The ingredients were mixed and kneaded (SPI 11, VMI Vendée Mécanique Industrie, Montaigu, France) during 22 min at 80 rpm. The final dough temperature was close to 25±1°C. The dough was left to rest in bulk for 20 min, then divided into 400 g pieces which were put into aluminum pans (base dimension: 265 x 85 x h 80 mm). The pans were placed in a proofer (BFA, Bongard, Strasbourg, France) for 380 min. The proofer was set at 26±1°C and 75% relative humidity. The brioches were baked at 180°C for 40 min in a convection oven (APV, Pavailler, Portes-lès-Valence, France). The core temperature of the brioches was 105°C at the end of the cooking time (digital probe thermometer Kat. Nr. 30.1018, TFA, Düsseldorf, Germany). The brioches were cooled in their pan for 120 min at room temperature. Individual brioches were stored in their pan at 25°C for one to three days in order to increase the staling phenomenon.

Brioche evaluation
One hour before the sensory and instrumental analyses, the brioches were cut with a bread slicer (Industrade, Strasbourg, France) into slices of 9 mm thickness. Standard baking tests were then conducted.

For each recipe, nine brioches were used to determine the specific volume (mL/g).
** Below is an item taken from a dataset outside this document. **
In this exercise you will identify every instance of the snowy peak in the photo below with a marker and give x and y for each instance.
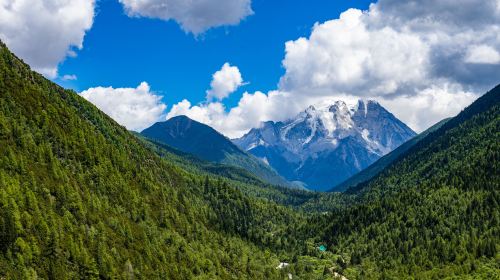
(334, 138)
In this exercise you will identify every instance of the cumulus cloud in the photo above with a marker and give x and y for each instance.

This parameter was derived from the weight measure (Viper SW6, Mettler Toledo) and from the volume of the brioche evaluated by rapeseed displacement9. The mean and standard deviations were calculated on the nine values.

Texture Profile Analysis (TPA) of the bread crumbs was performed on two slices taken from the center of each brioche10. The TPA curve gave the following parameters (Figure 2)11:

  • Hardness (expressed in N): the highest peak obtained during the first compression,
  • Cohesion (no units): ratio between the two areas delimited by the curves and the abscissa (A2 / A1); cohesion being the force of internal links,
  • Adhesion (expressed in N): work required to remove the sample from the probe (A3 surface)
  • Elasticity (expressed in mm): distance covered between the first and second compression: L = VΔt, with V being the moving speed of the probe during the penetration phase,
  • Fracturability (expressed in N) is the force measured before the first sudden drop corresponding to the first fracture in the sample.
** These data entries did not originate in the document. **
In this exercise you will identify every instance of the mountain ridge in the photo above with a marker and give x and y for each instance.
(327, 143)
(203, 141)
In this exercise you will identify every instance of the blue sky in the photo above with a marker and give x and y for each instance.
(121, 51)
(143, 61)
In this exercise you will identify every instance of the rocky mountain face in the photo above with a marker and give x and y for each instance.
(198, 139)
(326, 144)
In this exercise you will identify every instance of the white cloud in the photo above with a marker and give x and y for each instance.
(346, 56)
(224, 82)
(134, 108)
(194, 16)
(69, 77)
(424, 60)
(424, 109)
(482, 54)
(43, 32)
Fig. 2. Typical texture profile after two successive compressions or measurement of TPA “Texture Profile Analysis”
Legend: A = surfaces, D = peak forces, ∆t = time of actual penetration phase during the second compression11.

The dimensions of slices were the following: width: 85 mm, length: between 80 to 90 mm, thickness: 18 mm. TPA was performed using a universal texturometer TA500 (Lloyd Instruments, Elancourt, France) equipped with a 50 N load cell and a 25 mm Perspex® (methyl polymthacrylate) cylindrical probe. The measurement cycles included two successive uniaxial compressions. The test speed used to take the measurements was fixed at 1.0 mm/s; the center of the brioche slice was compressed to 70% of its original height. Measurements were performed in duplicate on three brioches made with the same dough preparation. The six measurements collected were used to calculate the mean and the standard deviation for each TPA parameter.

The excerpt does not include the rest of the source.